Exactly! If it did do just that you would have a perpetual motion machine. You never get all the way up the the starting point. Lots of losses along the way.

Lots of losses along the way for a roller coaster of course, friction on the wheels and aero-drag etc.

For the motor cogging around, there are no loss components that aren't already going to be identical regardless of cogging torque ripple magnitude.

If the wheel moves a magnet passed iron, you have your core loss. Period. The moment a magnet moves passed the iron, it orients the material to align along the flux paths, and this incurs iron hysteresis losses (which are often the dominate loss component at the low speeds a human would be pedaling a motor).

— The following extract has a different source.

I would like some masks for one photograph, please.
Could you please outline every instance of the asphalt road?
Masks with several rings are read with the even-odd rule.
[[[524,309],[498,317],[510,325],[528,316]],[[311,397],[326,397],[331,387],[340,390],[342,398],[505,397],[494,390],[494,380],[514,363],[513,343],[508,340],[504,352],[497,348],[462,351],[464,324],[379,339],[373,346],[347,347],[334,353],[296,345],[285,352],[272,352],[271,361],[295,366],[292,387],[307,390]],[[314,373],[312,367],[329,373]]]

If you position the magnets/teeth to make the biggest torque ripple you can, or lay them out to have zero torque ripple, your core losses will not be effected, and the power the human needs to input to move the bike will remain unchanged (because all the cogging related torque ripple was never a loss-source to begin with).




I do not doubt the motor is easy to pedal. I am a huge fan of easy to pedal motors. If a motor requires reduced power losses to pedal, it means it has reduced core losses. It is unrelated to it's cogging torque ripple (which always sums zero) or however many phases someone wants to wind it to have etc.
 
For the dozen or so members who have had the chance to ride my current deathbike, you will find it also has virtually zero cogging. I would have to check it's data, but I think it's even lower than the torque ripple shown on the graphs for either of these hubmotors. This is something a motor designer can choose to do for any PMAC motor if they choose, and it certainly is unrelated to the number of phases or whatever nonsense someone may try to pitch to you.

Unfortunately for deathbike, cogging has zero effect on the energy needed to propel the bike by pedaling (other than making it easier to get initial wheel rotation), so deathbike is still a pig to pedal at more than walking speed due to the core losses that ever motor using iron and magnets incurs.
 
I don't want to sound like having 5p drive is only a gimick. Its not.
It let's you share your drive current burden among 10fets in your power stage rather than 6. That's pretty huge for keeping an in-motor controller reliable. (Due to heat path limitations of in-motor control)

In theory it could be designed to have an almost immeasurably small improvement in drive torque ripple and efficiency.

In practice, we know with 3-phase drive its possible to have >98% efficiency, and of that 2% inefficiency left to improve upon, almost none of it can be reduced by going to 5p, or however many phases one may wish to use, but some tiny fraction that would be tricky to even measure could be improved theoretically if they choose to use the 5p topology to maximize winding factor.

The big and real benefit is distribution of the power stage over more components, and that's worth doing it for alone.

I like this motor. I think its killer the competent Tidalforce crew designed it.

However, ES is not the place for BS marketing to go unchecked for any product.

An ES vendors first step should be self-education to at minimum, an understanding of his products (types of core losses and there causes in a motor etc).

Then with your knowledge, you will be empowered to create marketing stuff that is factual, and doesn't require wasting folks kindly donated time to correct things to prevent spreading miseducation to members.